Muñoz supo hacer estallar a Romero. Lo convirtió en Rodrigo y le puso su cámara –su ojo– lo más cerca posible. Así construyó un relato íntimo. Metió en la misma historia lo que se conoce (al Rodrigo artista que conquistó la música popular argentina, que se volvió una figura de televisión y el hombre más deseado del país) y lo desconocido: el pibe que quería cantar en Buenos Aires, el que se enamoraba de sus mujeres, el que extrañaba a su hijo, el que se dejó cruzar el cuerpo –y la vida– por la fama.

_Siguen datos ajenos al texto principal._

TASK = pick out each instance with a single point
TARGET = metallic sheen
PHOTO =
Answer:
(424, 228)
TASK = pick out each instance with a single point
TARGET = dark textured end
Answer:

“Me atraía mostrar lo que tenía que ver con su intimidad. Qué pasaba puertas adentro: en el camarín, en su casa, en sus historias de amor, con su hijo, con su soledad”, dice Muñoz, que tuvo su primer contacto profundo con la historia de Rodrigo en 2014, cuando dirigió un capítulo de la serie de documentales sobre ídolos populares de Canal Encuentro, Soy del pueblo. Ahí viajó a Córdoba, habló con la familia, los músicos y los amigos de Rodrigo. “A él lo atravesó la vida. Iba de manera muy impulsiva, con esa pasión que lo movía. Y creo que detrás de todo eso hay un costo. Es muy difícil dividir las cosas, y él hizo lo que pudo, como todos nosotros”.

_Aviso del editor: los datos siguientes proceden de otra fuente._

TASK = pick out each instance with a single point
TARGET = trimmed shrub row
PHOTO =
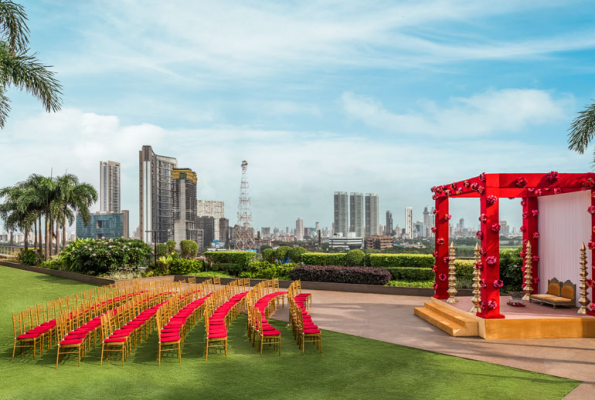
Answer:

Después de terminar en el piso, llorando ante desconocidos, Rodrigo Romero supo que iba a ser el protagonista de El Potro. Esa escena, improvisada en el baño de un casting y que no formaría parte de la película, terminó delineando su destino y el del film. Con esa intensidad bipolar se desarrolla la biopic que cuenta el ascenso, la fama, la consagración y la muerte de Rodrigo. El impulso y la compañía de su madre, primero la negativa y luego la dirección de su padre, la crisis y reinvención que lo llevó a su estado de gracia como artista.
Muchas cosas de esa historia Romero ya las conocía porque es fan de Rodrigo, a quien conoció en los camarines de un show cuando tenía 12. Esa idolatría lo llevó a cruzarse con el aviso del casting. Una noche estaba en su casa escroleando Facebook cuando vio el flyer de la búsqueda del protagonista de la película. Entonces, no sabe muy bien por qué, mandó primero unas fotos, después unos videos, luego fue a unas pruebas en persona y terminó en ese baño llorando con una cámara en la cara y dos coachs detrás dándole indicaciones para actuar.

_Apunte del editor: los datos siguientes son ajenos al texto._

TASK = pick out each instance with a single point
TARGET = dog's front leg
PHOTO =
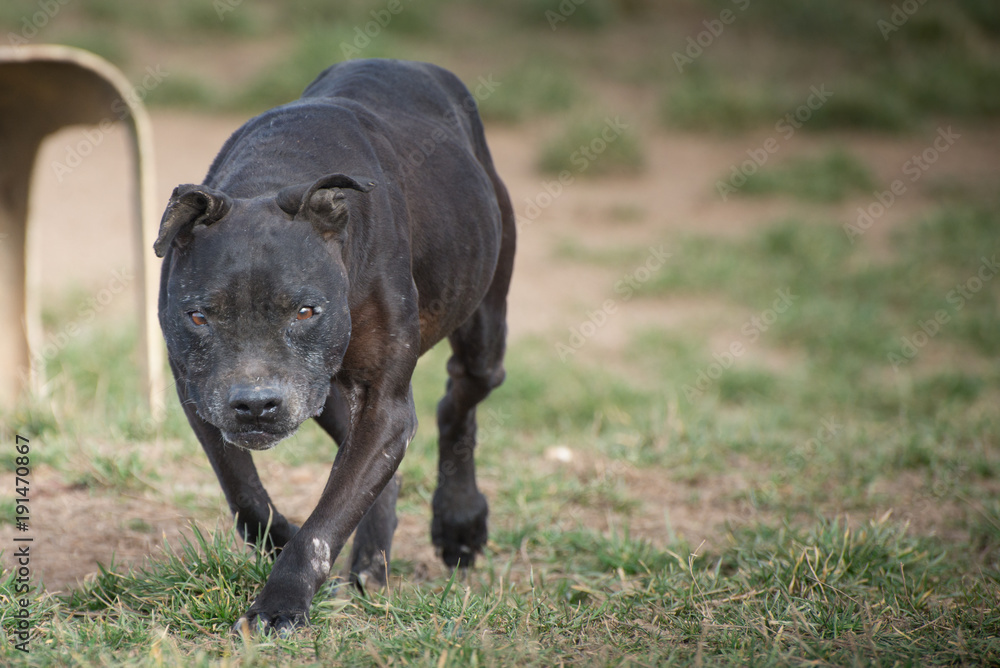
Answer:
(383, 424)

Así Romero se convirtió en el Rodrigo Bueno de Lorena Muñoz. El protagonista de un relato a la medida de la directora. Hay planos, formas de ubicar la cámara –la lente enfocando con la luz de frente– y ritmos que denotan el toque de la realizadora de Gilda, un punto con el que parece muy difícil no trazar líneas de contacto. “Son figuras y vidas muy distintas. Da la casualidad de que yo dirijo las dos y eso hace que dialoguen –explica Muñoz–. Pero cada una tiene su universo estético y narrativo”.
Si la de Gilda es la historia romántica de una mujer que tardíamente persiguió su sueño y logró conquistarlo al punto de volverse ídolo –santa– y ejemplo para miles, la de Rodrigo es un relato intimista que va in crescendo hasta volverse frenético. La historia de un rockstar frágil que tocaba cuarteto.